Tolkien’s The Lord of the Rings and C.S. Lewis’s Narnia provide the blueprint; a just, magical realm is threatened with destruction by dark, corrupting forces, which must be beaten back by chosen hereditary rulers.

no, no, you’re wrong, because a) the force that defeats sauron is not a chosen hereditary ruler, and b) the really cool thing about tolkien’s cosmology is actually that he does this same thing where he uses apocalypse as both a destructive and creative force, the world has to be broken to be created, arda is created flawed and the promise of arda unmarred is a promise eternally deferred, peace in tolkien is fleeting and tends toward decay, I wrote an entire fucking thesis about this

when did I turn into a person who goes “tolkien’s universe is more morally complex than just ‘good vs. evil, chosen one defeats evil, the end’, fight me” because I’m not sure this is the person I want to be

The funniest part of that quote is that the main purpose and usefulness of lotr’s “chosen hereditary ruler” character is that…well, okay, this is a bit of a dubious rabbit hole, but even though Aragorn is not really a subversion of the destiny-driven heir-in-exile heroic trope, his big difference from other straight-played examples of it is that he knows that he’s really, really, not the protagonist of this particular story (not literally, but, like, functionally? When blocking out the in-universe factors that equate to narrative ones, which are abnormally self-aware here due to how meta LOTR is.) And further, he’s genre-savvy enough to realize that Sauron swears by the inevitability of predictable tropes in other people (because this has actually always worked for him - see: the Rings of Power, 2nd Age; Finrod Felagund, 1st Age) and therefore thinks Aragorn is the protagonist of this particular story.

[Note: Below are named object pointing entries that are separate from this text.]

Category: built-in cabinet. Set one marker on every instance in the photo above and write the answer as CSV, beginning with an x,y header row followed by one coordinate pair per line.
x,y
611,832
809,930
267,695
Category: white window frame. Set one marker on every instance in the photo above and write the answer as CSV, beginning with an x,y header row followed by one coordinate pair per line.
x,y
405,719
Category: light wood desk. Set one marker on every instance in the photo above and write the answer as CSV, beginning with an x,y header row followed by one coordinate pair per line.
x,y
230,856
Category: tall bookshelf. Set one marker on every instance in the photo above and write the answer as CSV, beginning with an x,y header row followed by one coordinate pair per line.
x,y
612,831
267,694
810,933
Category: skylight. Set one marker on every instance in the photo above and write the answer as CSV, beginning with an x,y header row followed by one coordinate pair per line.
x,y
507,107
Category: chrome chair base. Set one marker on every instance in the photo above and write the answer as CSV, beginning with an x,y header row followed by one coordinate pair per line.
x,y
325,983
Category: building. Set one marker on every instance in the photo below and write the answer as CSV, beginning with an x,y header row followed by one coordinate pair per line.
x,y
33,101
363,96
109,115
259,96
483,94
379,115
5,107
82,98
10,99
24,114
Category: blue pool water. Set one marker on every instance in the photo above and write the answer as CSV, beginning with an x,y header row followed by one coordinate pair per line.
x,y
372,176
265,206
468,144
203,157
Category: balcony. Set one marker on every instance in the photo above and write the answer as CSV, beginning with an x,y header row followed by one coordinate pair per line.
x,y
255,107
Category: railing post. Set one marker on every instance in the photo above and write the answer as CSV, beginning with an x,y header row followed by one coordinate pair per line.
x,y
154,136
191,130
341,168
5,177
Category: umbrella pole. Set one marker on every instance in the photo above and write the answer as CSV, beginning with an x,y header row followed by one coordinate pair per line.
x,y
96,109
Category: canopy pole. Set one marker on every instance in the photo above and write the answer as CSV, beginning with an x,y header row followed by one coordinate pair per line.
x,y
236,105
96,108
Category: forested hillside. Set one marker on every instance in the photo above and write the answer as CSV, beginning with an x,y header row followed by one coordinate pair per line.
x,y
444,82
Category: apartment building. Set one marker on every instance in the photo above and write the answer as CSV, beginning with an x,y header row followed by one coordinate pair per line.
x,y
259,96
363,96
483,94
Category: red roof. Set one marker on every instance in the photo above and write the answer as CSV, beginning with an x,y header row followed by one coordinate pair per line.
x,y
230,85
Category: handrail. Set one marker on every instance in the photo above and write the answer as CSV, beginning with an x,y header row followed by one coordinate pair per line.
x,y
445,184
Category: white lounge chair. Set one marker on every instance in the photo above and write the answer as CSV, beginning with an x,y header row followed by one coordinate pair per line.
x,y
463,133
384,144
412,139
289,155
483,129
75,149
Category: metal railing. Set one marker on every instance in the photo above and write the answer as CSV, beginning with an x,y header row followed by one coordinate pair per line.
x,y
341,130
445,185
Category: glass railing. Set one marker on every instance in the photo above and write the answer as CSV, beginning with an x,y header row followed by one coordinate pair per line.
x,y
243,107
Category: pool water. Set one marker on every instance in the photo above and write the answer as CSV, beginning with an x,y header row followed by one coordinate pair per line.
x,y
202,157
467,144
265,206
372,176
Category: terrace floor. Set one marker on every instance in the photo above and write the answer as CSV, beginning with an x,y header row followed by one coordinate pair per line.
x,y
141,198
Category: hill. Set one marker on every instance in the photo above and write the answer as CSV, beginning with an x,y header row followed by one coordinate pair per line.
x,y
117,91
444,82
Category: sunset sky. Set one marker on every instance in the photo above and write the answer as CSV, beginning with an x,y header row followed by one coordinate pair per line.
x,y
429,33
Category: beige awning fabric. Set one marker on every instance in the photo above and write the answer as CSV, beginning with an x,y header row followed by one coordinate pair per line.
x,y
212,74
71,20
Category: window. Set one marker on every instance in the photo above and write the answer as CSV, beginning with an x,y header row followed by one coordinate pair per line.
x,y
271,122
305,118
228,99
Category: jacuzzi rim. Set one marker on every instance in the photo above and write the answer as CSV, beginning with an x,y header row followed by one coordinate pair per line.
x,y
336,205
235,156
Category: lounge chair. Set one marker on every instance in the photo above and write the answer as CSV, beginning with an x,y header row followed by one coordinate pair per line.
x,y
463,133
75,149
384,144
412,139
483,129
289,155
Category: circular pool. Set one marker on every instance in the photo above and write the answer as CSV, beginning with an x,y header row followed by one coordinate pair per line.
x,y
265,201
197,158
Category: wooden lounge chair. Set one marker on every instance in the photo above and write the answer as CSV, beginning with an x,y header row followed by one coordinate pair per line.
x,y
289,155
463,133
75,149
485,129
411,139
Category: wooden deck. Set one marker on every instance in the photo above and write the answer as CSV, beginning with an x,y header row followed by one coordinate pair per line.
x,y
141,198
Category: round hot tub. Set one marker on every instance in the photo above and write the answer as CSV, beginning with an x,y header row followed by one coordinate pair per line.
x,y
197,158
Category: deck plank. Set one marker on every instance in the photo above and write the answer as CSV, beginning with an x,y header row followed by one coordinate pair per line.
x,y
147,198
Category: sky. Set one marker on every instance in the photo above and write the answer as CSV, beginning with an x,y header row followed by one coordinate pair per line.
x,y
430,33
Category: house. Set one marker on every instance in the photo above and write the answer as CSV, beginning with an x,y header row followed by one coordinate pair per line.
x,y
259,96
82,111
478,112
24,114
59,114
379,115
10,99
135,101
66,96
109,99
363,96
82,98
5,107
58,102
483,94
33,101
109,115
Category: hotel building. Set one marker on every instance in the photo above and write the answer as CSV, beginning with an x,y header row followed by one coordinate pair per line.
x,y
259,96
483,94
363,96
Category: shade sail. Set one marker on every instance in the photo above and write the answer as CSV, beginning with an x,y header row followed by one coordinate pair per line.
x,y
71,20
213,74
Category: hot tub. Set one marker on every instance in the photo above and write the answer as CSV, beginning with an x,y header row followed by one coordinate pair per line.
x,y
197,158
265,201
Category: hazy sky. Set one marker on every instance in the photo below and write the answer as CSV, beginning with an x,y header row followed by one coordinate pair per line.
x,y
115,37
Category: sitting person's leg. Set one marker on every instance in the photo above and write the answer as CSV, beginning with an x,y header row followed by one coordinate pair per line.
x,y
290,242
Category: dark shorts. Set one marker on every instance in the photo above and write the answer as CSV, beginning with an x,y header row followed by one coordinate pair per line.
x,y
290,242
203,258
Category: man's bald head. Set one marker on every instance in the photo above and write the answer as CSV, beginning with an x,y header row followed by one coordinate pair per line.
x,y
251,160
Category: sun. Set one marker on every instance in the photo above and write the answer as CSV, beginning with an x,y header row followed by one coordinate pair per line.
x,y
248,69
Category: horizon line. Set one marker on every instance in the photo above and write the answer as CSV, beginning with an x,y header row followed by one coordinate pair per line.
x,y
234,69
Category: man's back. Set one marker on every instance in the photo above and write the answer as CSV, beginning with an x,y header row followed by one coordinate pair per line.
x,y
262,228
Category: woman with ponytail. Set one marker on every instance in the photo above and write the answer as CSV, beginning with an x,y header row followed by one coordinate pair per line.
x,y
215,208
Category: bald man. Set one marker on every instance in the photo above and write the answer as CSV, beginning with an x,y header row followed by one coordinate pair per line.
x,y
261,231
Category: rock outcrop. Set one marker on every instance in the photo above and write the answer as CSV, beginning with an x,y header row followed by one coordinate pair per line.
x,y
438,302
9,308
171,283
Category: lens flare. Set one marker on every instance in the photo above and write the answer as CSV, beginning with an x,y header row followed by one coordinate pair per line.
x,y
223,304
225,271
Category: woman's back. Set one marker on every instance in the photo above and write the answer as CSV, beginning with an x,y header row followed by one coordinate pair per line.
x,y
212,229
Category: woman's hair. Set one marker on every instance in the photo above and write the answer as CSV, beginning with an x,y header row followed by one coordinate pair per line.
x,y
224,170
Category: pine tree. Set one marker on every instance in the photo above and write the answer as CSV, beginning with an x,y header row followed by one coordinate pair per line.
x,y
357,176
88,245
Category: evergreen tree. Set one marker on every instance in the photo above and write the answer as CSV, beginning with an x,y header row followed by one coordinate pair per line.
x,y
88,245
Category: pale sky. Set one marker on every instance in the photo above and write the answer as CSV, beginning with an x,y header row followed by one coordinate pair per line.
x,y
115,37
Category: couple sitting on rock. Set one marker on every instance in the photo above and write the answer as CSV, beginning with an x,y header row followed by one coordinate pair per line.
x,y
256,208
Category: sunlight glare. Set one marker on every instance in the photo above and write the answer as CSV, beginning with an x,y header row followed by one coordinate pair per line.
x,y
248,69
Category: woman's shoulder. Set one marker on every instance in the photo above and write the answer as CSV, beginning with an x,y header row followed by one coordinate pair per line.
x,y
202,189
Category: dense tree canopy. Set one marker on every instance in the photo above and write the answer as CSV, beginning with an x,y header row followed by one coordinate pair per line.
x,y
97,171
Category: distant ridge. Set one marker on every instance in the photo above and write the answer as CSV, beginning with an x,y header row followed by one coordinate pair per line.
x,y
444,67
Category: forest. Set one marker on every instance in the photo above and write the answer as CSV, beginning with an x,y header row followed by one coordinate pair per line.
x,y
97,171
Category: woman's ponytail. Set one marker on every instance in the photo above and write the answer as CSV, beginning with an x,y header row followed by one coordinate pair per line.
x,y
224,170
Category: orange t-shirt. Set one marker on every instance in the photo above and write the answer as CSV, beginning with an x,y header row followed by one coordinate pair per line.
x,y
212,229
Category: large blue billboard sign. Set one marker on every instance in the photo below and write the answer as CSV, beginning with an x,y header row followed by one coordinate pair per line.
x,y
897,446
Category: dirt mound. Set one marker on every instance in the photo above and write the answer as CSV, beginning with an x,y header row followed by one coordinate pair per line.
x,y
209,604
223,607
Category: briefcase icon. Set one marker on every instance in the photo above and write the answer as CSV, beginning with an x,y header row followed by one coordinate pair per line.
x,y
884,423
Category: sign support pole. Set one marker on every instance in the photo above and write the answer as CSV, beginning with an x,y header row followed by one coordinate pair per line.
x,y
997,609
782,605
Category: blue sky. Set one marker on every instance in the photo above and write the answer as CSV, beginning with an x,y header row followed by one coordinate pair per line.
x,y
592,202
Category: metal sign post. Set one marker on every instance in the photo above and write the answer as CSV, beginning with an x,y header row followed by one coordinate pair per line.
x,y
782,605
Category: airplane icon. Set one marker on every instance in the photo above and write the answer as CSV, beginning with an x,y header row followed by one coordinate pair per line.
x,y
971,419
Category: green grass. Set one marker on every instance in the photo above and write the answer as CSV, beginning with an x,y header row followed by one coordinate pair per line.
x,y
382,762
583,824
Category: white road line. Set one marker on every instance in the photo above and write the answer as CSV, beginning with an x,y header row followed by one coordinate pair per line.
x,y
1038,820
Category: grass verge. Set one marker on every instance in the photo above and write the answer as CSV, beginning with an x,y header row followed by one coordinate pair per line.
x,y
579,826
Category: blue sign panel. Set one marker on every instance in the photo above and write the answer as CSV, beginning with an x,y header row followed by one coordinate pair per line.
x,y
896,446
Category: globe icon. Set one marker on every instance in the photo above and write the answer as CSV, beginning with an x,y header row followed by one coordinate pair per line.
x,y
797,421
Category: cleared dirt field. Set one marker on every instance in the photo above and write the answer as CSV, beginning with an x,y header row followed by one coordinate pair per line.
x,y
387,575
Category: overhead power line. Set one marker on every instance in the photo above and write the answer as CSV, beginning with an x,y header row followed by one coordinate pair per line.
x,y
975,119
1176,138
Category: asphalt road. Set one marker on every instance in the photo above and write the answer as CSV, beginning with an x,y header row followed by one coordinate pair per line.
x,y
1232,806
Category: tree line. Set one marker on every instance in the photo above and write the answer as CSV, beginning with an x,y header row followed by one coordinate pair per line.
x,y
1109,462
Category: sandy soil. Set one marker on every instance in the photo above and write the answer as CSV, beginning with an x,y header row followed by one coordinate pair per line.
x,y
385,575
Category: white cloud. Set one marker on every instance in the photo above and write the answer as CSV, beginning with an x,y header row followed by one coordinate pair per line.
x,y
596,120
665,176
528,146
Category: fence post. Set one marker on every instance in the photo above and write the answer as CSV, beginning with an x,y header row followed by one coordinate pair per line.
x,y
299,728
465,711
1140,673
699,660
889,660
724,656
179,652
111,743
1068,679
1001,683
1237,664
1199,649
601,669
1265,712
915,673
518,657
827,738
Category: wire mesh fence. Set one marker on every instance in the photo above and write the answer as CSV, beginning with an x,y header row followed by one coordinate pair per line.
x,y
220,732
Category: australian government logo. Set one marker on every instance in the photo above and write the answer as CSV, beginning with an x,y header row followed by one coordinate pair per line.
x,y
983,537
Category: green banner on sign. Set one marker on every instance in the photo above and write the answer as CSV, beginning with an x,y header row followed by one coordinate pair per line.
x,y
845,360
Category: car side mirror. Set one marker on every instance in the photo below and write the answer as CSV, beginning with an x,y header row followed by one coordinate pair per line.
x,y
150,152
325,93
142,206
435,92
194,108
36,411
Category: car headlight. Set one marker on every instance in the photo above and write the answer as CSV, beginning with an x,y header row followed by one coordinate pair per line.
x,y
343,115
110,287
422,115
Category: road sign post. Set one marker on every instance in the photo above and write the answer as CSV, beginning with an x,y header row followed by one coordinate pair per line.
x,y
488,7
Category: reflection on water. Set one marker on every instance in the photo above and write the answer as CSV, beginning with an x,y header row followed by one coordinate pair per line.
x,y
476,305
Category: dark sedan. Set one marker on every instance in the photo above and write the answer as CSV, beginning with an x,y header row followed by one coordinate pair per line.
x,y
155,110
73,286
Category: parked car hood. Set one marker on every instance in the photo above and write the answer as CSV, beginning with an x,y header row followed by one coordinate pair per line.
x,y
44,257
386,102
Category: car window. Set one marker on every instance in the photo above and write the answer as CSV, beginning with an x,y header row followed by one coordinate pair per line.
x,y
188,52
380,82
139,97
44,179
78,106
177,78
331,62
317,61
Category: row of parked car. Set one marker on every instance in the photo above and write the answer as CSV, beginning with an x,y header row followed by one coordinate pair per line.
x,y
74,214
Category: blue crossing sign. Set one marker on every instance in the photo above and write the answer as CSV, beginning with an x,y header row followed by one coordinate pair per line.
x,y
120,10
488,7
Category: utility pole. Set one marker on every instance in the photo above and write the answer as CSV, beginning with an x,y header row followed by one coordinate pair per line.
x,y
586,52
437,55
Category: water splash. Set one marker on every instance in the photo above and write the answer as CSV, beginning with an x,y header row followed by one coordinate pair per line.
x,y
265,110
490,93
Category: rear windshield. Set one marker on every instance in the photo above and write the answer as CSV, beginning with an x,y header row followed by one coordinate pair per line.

And so, Aragorn’s main function is to take advantage of this misunderstanding by gathering up all the advantages of his chosen-one-hereditary-ruler-destined-hero-prophecy-fulfiller-ness – both personal (all his know-how and bamf-ery and connections acquired through the improbably cool past granted to him due to his membership in this archetype) and narrative (all the military resources and personal authority that are currently at his disposal due to plot events he was allowed to handle due to his membership in this archetype) – bundling it into a giant ball, and fastballing it at Sauron in the style of some kind of “Dark Lord vs Chosen One: which one can overwhelm the other one through superior might?” climactic battle as convincingly and distractingly as he can (not really expecting, but hoping, they will be of some help to Frodo and that Frodo will somehow save everyone). Which eggs on Sauron’s mistaken belief that he’s in a completely different story from the one LOTR actually is, thereby emptying Mordor of soldiers, focusing all the attention on the army outside the gate, and giving Frodo and Sam a clear path to Mount Doom. Weaponized protagonist-vibes used in the role of a supporting character, in order to serve the actual protagonist.

(yeah, ofc, big oversimplification of that B-plot’s many, many secondary meanings for the bigger scheme of things, but I mean, this is its primary meaning for the A-plot that everything else hangs on bc everything else is a lost cause otherwise.)

By “funniest” I mean…funny how so much lotr-inspired sci fi and fantasy tends to ape at face value the bullshit explanation of the plot that Aragorn fed Sauron/allowed Sauron to believe: “Yeah man, I’m totally the protagonist!! I mean, I’m the chosen one, and the heir of the guy who defeated you the first time, and everything, how could I not be the protagonist, and this attack is totally that big damn good vs evil battle that happens at the end of all the stories that’s against-all-odds for the dramatic tension, but which I expect to magically win due to being a protagonist, pay no attention to the hobbit behind the curtain, hahahahaha, hey, over here, keep your eyes on me, uh, remember this sword? Elendil!! Elendil!!”